The court explained that some states have expressly passed statutes that exempt EITC refunds from creditors. For example, Colorado law exempts “[t]he full amount of any federal or state income tax refund attributed to an earned income tax credit or any child tax credit, whether as a refundable tax credit or as a nonrefundable reduction in tax” (Colo. Rev. Stat. § 13-54-102(1)(o)), and Nebraska law provides “[i]n bankruptcy and in the collection of a money judgment, the full amount of any federal or state earned income tax credit refund shall be exempt from attachment, garnishment, or other legal or equitable process and from all claims of creditors.” (Neb. Rev. Stat. § 25-1553.)
Here, in contrast to those states, the court emphasized that “New Mexico has not done so.”
The court also considered a statutory exemption for certain public assistance benefits. The court explained that some states have exemptions that apply to public assistance benefits. Even though the court concluded that the EITC refunds were public assistance, the court stressed the limited nature of New Mexico’s public assistance exemption. The New Mexico statute provided that “[a]ssistance granted under this act shall not be transferable or assignable, at law or in equity, and none of the money paid or payable under this act shall be subject to execution, levy, attachment, garnishment or other legal process, or to the operation of any bankruptcy or insolvency law.” (N.M. Stat. Ann. § 27-2-21.)
In interpreting this statute, though, the court noted that the exemption applies only to “money paid or payable under this act.” Thus, it did not exempt the federal or state EITC because neither were paid under the New Mexico Public Assistance Act.

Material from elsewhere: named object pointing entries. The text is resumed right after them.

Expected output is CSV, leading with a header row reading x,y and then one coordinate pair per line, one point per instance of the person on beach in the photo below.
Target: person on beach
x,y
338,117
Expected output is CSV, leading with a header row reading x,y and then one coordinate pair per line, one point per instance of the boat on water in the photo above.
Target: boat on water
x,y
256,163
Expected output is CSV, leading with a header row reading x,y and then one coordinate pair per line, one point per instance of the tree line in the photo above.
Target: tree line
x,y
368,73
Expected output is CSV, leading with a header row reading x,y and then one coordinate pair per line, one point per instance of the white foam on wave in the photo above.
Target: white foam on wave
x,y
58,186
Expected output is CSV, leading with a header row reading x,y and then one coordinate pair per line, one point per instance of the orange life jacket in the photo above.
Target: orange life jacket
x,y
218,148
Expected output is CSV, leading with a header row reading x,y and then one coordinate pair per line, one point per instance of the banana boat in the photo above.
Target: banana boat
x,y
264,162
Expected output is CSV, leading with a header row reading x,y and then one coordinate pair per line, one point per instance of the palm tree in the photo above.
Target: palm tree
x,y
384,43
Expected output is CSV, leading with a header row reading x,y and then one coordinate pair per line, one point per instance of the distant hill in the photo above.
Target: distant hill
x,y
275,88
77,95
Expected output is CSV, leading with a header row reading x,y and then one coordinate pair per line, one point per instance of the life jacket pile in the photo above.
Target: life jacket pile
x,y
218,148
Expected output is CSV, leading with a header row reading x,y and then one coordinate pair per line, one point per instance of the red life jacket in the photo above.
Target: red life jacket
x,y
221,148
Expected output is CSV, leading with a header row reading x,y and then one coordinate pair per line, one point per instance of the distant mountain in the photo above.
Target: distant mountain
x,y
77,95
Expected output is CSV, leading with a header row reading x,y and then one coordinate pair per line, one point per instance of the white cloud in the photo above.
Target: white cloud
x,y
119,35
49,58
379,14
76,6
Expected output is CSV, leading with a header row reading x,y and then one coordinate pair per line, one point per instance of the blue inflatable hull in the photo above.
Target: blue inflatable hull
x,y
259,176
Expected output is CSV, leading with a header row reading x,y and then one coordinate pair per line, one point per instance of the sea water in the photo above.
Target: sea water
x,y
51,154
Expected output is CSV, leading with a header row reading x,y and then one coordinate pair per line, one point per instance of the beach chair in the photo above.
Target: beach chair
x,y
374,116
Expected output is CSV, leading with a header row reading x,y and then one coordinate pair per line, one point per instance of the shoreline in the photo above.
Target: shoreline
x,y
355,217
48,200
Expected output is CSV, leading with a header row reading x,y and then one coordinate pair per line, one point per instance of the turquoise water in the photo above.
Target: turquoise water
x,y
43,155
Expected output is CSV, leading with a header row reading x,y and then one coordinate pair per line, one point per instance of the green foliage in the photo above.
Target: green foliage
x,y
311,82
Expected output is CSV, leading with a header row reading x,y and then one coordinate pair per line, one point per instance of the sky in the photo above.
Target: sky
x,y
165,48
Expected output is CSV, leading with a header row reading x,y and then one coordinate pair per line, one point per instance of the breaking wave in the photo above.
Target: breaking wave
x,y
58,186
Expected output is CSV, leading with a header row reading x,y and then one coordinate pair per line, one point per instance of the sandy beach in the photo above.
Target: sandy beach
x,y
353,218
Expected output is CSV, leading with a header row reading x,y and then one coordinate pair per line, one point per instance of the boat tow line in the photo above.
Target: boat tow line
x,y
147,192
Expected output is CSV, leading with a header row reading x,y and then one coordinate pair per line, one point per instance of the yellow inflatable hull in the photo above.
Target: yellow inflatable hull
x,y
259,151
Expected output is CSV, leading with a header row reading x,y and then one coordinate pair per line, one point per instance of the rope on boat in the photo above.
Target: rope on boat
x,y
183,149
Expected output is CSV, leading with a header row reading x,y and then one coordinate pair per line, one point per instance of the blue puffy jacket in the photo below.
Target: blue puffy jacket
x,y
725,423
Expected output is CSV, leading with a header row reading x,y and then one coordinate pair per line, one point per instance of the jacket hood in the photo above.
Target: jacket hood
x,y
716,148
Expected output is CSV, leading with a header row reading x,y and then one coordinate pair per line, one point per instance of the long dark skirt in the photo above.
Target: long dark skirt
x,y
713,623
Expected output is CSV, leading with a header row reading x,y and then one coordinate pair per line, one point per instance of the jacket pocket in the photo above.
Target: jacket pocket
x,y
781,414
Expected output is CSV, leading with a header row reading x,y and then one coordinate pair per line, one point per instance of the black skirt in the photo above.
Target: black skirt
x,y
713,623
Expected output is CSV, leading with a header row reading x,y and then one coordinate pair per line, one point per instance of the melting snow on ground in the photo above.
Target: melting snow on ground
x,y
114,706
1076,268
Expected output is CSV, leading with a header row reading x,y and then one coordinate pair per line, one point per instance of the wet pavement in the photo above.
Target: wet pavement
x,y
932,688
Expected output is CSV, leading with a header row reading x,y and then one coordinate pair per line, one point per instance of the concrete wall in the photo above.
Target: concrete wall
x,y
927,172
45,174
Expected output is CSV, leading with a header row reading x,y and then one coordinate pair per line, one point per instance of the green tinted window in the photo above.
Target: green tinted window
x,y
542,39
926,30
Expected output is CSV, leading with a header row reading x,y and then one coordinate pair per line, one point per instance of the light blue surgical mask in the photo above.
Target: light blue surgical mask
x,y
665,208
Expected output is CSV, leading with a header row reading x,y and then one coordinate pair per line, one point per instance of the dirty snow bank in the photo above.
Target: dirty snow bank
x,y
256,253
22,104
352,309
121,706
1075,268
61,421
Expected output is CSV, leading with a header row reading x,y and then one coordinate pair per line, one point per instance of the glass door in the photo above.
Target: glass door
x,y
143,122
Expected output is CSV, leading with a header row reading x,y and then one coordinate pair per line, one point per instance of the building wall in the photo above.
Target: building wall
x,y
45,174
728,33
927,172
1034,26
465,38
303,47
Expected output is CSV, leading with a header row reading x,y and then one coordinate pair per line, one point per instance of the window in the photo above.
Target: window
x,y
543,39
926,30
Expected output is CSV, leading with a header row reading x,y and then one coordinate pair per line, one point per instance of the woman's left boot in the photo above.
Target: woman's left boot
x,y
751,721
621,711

Consequently, the court concluded that “federal EITC and New Mexico Working Families Tax Credit, despite having an anti-poverty purpose, are not exempted from the claims of creditors under the New Mexico Public Assistance Act or any other New Mexico exemption other than New Mexico’s $500 wildcard exemption.”
In conclusion, this case demonstrates an intersection of tax and bankruptcy law. Moreover, it shows how the bankruptcy effects of tax items—here, tax refunds—can vary depending on the state of the bankruptcy.
The case is In re Medina, No. 22-10233-j7 (Bankr. D.N.M. Dec. 16, 2022).
This is only a summary of the case and some portions—including facts, issues, or analysis—may have been omitted or edited; if you need advice in this area, please review the case in its entirety and consult an attorney.